Top down shot of glasses of our Peppermint Mocha Frappe recipe topped with fresh mint leaves
5 from 2 votes

Peppermint Mocha Frappe with Coconut Milk

A chilled mint mocha in blended form. The addition of coconut milk adds an additional refreshing factor and makes it extra creamy. Enjoy as a breakfast companion, afternoon treat or evening dessert wit ha short of coffee liqueur.
Author: Minimalist Baker
Prep Time 10 minutes
Total Time 10 minutes
Servings: 1 (large drink)
Category: Beverage
Cuisine: Gluten-Free, Vegan
Freezer Friendly 1 Week
Does it keep? Best when fresh.


  • 1 cup strong brewed coffee (french press and cold brew work best here)
  • 8 coconut milk ice cubes (or other milk* // 3/4 cup full-fat coconut milk yields ~8 cubes)
  • 1/4 scant tsp natural peppermint extract*
  • 2 Tbsp light chocolate syrup
  • 1 Tbsp cocoa powder


  1. The night before prepare your coffee and chill it in the fridge so it's cold in the morning. Also pour your coconut milk (or any milk) into an ice cube tray - you'll need at least 8-10 - cover with plastic wrap and freeze.
  2. In the morning add all ingredients to a blender and mix until well combined, adding an extra milk ice cube if needed. Taste and adjust flavors as needed.
  3. Serve immediately or chill/freeze for later. Whipped cream, chocolate syrup and fresh mint make lovely toppings.

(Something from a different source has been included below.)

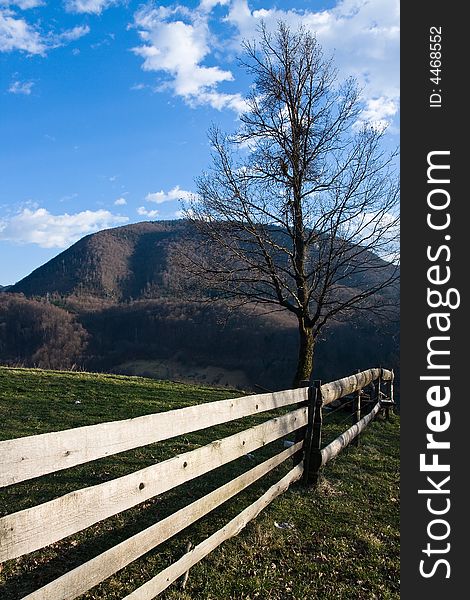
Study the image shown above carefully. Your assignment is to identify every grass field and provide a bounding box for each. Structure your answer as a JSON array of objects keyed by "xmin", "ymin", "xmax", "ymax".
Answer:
[{"xmin": 0, "ymin": 366, "xmax": 399, "ymax": 600}]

*You can use light coconut milk or another milk, but full-fat coconut will yield a creamier frappe. Plus, it's vegan friendly.
*Higher quality peppermint extract goes a long way. Mine was technically peppermint oil, so spring for that if you can.
*If you're not a huge mint fan, hold back on the extract a little - adding just one or two drops at a time.
*Prep time does not include overnight freezing.
*Nutrition information is a rough estimate.